Larkspurs In The Botany
Are Blue, But If You Were To Slip Rein To The Stub Of Some Black
Sage And Set About Proving It You Would Be Still At It By The Hour
When The White Gilias Set Their Pale Disks To The Westering
Sun.
This is the gilia the children call "evening snow," and it is
no use trying to improve on children's names for wild flowers.

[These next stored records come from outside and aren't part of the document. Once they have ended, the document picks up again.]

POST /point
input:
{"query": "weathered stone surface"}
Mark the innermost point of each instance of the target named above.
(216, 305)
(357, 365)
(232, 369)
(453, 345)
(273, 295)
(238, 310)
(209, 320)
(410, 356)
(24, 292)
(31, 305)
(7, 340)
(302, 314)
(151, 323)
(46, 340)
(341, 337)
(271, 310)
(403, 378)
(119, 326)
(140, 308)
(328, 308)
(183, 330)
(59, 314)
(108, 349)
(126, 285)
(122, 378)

From the height of a horse you look down to clean spaces in a
shifty yellow soil, bare to the eye as a newly sanded floor. Then
as soon as ever the hill shadows begin to swell out from the
sidelong ranges, come little flakes of whiteness fluttering at the
edge of the sand. By dusk there are tiny drifts in the lee of
every strong shrub, rosy-tipped corollas as riotous in the sliding
mesa wind as if they were real flakes shaken out of a cloud, not
sprung from the ground on wiry three-inch stems. They keep awake
all night, and all the air is heavy and musky sweet because of
them.
Farther south on the trail there will be poppies meeting ankle
deep, and singly, peacock-painted bubbles of calochortus blown out
at the tops of tall stems. But before the season is in tune for
the gayer blossoms the best display of color is in the lupin wash.
There is always a lupin wash somewhere on the mesa trail,--a broad,
shallow, cobble-paved sink of vanished waters, where the hummocks
of Lupinus ornatus run a delicate gamut from silvery green
of spring to silvery white of winter foliage.